Death of Zhuge Liang

In an attempt to engage the Wei forces, Zhuge Liang sent Sima Yi an emissary urging him to battle. Sima Yi, however, would not discuss military matters with the emissary, instead enquired about Zhuge Liang's tasks. The emissary replied that Zhuge Liang personally manages matters both big and small in the military, from military tactics to meals for the night, but he consumes very little. Sima Yi then told an aide that Zhuge Liang would not last long.

In August, Zhuge Liang fell sick due to exhaustion and his condition became worse everyday. The news reached Shu Emperor Liu Shan, who sent Li Fu to ask Zhuge Liang for Shu's future plans. Zhuge Liang replied that Jiang Wan could take his position after he dies, and after Jiang Wan dies Fei Yi could take over. When asked about Fei Yi's successor, Zhuge Liang fell silent. Li Fu then returned to the capital.

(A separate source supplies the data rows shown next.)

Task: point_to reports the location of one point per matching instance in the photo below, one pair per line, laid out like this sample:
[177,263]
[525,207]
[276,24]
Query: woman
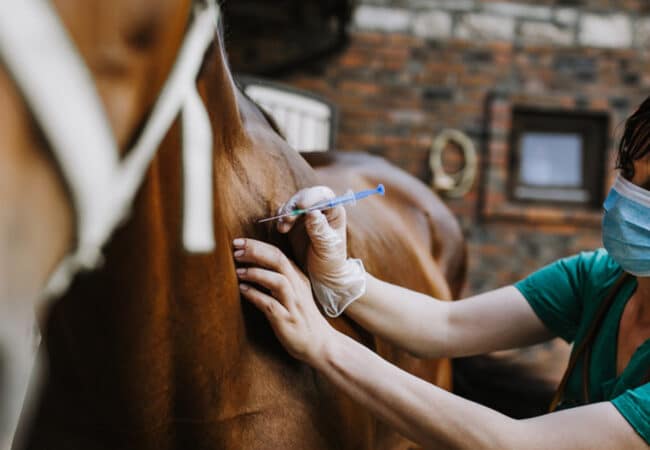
[599,300]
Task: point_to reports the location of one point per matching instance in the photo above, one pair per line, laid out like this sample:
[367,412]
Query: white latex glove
[337,281]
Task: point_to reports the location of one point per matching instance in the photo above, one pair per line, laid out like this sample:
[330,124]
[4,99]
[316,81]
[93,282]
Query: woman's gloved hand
[337,281]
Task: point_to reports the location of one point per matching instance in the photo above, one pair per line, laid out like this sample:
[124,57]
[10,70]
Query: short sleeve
[555,292]
[634,405]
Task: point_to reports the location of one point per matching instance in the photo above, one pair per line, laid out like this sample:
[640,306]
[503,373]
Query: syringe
[348,197]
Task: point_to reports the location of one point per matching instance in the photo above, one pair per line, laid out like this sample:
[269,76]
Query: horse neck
[255,169]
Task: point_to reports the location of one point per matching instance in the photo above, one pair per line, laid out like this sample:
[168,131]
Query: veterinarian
[597,300]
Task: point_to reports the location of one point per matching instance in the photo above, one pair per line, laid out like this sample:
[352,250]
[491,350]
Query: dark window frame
[592,127]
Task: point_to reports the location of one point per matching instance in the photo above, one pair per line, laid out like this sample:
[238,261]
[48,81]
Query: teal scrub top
[566,296]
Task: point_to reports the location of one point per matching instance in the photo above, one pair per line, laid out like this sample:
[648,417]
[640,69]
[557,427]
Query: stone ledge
[382,19]
[612,31]
[485,27]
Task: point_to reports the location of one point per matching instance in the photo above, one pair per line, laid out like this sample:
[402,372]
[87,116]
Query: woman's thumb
[322,235]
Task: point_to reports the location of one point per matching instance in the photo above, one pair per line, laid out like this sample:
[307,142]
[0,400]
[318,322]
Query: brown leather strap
[585,346]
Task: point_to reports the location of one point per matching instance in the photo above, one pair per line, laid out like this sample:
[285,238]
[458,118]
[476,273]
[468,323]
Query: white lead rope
[59,89]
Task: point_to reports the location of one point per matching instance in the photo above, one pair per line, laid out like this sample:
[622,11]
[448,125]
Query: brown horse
[155,350]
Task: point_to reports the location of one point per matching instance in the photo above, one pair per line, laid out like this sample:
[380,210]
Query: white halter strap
[59,89]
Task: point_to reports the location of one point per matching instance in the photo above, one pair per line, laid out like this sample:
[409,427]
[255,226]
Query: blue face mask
[626,227]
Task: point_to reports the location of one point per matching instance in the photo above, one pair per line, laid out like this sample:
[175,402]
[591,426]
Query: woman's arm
[415,322]
[422,412]
[427,327]
[436,418]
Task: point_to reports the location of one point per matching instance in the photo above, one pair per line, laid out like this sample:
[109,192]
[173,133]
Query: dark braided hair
[635,143]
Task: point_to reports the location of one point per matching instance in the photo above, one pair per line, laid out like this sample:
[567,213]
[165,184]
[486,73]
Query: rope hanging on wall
[459,183]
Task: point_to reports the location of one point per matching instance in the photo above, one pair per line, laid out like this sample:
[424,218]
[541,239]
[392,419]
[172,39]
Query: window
[558,156]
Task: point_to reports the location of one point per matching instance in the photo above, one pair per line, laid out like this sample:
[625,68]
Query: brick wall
[416,67]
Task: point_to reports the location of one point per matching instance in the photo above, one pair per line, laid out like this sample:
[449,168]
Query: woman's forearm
[407,319]
[424,413]
[429,328]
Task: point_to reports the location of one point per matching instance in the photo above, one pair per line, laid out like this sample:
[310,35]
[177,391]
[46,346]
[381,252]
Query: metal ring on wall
[459,183]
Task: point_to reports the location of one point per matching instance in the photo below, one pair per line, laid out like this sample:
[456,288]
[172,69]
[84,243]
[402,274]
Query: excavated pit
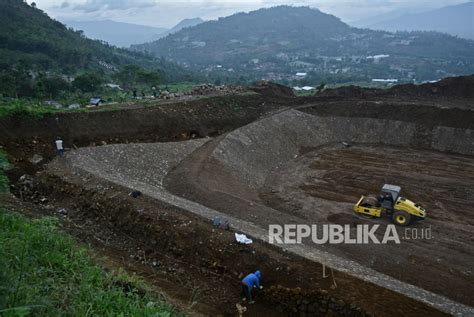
[295,166]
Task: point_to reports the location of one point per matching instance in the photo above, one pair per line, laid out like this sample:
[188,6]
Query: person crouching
[248,283]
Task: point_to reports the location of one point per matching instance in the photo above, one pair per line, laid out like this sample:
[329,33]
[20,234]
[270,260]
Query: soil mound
[458,87]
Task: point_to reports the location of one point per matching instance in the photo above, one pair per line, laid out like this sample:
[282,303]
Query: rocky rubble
[312,303]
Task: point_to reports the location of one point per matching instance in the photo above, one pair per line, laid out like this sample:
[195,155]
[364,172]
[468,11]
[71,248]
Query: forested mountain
[455,20]
[117,33]
[30,39]
[279,42]
[41,57]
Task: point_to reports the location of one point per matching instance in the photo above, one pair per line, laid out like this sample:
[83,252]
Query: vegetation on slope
[3,166]
[41,58]
[42,273]
[278,42]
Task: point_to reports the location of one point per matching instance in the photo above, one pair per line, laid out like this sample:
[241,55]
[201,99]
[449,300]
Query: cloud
[105,5]
[166,13]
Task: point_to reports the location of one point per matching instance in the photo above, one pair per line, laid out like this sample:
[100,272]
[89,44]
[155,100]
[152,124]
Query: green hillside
[277,43]
[40,56]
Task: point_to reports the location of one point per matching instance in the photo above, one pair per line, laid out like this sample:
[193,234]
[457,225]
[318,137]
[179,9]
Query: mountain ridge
[277,43]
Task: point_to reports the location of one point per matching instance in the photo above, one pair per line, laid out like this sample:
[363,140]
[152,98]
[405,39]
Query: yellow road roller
[400,210]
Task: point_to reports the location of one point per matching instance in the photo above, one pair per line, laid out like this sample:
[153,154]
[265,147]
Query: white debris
[242,238]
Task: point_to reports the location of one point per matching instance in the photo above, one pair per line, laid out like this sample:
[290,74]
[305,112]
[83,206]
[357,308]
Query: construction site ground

Zhuge Liang also gave instructions on how the Shu forces should withdraw back to Hanzhong: Yang Yi and Fei Yi would lead the forces while Jiang Wei and Wei Yan would guard the rear; if Wei Yan disobeyed, the Shu forces were to leave without him. In the early autumn of 234, Zhuge Liang died at the age of 54.

The Shu retreat

Following Zhuge Liang's death, the Shu forces quietly withdrew from their camps while keeping Zhuge Liang's death a secret. Sima Yi, convinced by the locals that Zhuge Liang had died, gave chase to the retreating Shu forces. Jiang Wei then had Yang Yi turn around and pretend to strike. Seeing this, Sima Yi feared that Zhuge Liang only pretended he was dead to lure him out, and immediately retreated. Common folklore tells of a double, or a wooden statue, that was dressed as Zhuge Liang, driving Sima Yi away in this incident. In any case, word that Sima Yi fled from the already dead Zhuge Liang spread, spawning a popular saying, "A dead Zhuge scares away a living Zhongda" (死諸葛嚇走活仲達), referring to Sima Yi's courtesy name. When Sima Yi heard of such ridicule, he laughingly responded, "I can predict the living, but not the dead."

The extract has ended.